Literature DB >> 18363380

Functional segregation of a predicted "hinge" site within the beta-strand linkers of Escherichia coli leucyl-tRNA synthetase.

Anjali P Mascarenhas1, Susan A Martinis.   

Abstract

Some aminoacyl-tRNA synthetases (AARSs) employ an editing mechanism to ensure the fidelity of protein synthesis. Leucyl-tRNA synthetase (LeuRS), isoleucyl-tRNA synthetase (IleRS), and valyl-tRNA synthetase (ValRS) share a common insertion, called the CP1 domain, which is responsible for clearing misformed products. This discrete domain is connected to the main body of the enzyme via two beta-strand tethers. The CP1 hydrolytic editing active site is located approximately 30 A from the aminoacylation active site in the canonical core of the enzyme, requiring translocation of mischarged amino acids for editing.

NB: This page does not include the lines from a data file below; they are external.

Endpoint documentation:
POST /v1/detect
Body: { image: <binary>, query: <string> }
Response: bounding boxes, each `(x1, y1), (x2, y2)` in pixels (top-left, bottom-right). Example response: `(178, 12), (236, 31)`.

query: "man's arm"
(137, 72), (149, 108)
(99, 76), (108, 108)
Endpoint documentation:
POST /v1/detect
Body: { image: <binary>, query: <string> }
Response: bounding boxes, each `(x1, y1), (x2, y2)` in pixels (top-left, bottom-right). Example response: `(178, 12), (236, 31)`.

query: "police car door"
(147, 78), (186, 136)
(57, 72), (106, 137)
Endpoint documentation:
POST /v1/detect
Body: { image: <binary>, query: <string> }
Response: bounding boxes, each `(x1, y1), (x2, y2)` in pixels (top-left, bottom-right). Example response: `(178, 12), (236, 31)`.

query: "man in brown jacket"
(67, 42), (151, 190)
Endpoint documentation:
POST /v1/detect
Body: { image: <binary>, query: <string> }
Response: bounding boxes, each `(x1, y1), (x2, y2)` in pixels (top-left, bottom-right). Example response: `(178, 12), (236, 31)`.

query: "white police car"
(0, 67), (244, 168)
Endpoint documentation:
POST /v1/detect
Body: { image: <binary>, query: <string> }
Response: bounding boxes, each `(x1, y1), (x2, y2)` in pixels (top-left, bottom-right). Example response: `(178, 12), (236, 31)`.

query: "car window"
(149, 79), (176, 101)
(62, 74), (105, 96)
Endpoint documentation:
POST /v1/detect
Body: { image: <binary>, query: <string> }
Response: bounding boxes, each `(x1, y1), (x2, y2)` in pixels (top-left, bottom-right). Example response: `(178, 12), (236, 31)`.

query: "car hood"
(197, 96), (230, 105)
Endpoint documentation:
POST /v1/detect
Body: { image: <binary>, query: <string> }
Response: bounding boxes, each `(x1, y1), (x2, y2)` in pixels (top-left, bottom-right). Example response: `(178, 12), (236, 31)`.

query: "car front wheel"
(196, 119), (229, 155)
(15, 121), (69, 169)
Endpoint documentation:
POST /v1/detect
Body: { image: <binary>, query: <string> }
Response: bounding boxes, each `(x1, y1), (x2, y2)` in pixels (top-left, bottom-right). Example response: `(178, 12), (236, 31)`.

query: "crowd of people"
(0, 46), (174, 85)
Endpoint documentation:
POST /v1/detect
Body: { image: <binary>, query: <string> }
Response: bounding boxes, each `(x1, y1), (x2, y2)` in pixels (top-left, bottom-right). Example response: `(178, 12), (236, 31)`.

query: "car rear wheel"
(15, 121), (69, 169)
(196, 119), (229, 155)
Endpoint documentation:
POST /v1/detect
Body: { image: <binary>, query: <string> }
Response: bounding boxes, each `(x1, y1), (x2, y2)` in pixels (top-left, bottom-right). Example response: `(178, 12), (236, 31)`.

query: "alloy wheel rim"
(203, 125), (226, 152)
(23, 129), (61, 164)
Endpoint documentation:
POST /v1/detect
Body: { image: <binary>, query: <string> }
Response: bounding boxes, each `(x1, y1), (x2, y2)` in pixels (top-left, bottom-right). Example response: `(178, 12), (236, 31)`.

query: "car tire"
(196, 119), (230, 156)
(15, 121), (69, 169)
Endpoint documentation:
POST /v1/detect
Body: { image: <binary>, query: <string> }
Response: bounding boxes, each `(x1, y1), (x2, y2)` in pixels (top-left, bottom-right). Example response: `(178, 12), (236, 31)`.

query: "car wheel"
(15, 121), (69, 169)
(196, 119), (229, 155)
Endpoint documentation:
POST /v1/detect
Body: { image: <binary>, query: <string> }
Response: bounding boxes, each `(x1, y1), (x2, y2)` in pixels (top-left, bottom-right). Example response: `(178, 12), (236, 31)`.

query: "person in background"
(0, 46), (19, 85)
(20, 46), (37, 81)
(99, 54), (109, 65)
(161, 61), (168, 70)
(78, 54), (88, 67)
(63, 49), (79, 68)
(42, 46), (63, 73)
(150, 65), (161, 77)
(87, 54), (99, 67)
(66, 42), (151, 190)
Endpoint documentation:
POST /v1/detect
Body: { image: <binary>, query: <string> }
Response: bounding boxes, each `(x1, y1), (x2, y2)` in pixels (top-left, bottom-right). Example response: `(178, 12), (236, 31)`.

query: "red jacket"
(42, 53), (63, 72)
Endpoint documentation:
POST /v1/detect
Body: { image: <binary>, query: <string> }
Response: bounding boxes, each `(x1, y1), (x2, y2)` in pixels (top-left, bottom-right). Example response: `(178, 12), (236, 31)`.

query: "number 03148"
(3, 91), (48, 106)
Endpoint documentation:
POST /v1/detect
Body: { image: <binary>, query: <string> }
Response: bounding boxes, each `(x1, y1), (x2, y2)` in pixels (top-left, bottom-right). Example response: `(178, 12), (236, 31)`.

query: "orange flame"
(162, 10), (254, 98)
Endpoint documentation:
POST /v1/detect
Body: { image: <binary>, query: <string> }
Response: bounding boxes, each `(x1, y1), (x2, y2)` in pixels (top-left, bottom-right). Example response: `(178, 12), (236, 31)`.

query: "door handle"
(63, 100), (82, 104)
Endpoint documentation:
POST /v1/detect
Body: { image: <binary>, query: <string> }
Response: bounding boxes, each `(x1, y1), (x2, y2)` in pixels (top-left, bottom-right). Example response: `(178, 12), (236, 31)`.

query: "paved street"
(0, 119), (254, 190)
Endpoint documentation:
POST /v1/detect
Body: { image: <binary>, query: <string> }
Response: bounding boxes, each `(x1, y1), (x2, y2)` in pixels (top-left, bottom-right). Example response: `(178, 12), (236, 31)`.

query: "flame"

An ensemble of crystal and cocrystal structures for LeuRS, IleRS, and ValRS suggests that the CP1 domain rotates via its flexible beta-strand linkers relative to the main body along various steps in the enzyme's reaction pathway. Computational analysis suggested that the end of the N-terminal beta-strand acted as a hinge. We hypothesized that a molecular hinge could specifically direct movement of the CP1 domain relative to the main body. We introduced a series of mutations into both beta-strands in attempts to hinder movement and alter fidelity of LeuRS. Our results have identified specific residues within the beta-strand tethers that selectively impact enzyme activity, supporting the idea that beta-strand orientation is crucial for LeuRS canonical core and CP1 domain functions.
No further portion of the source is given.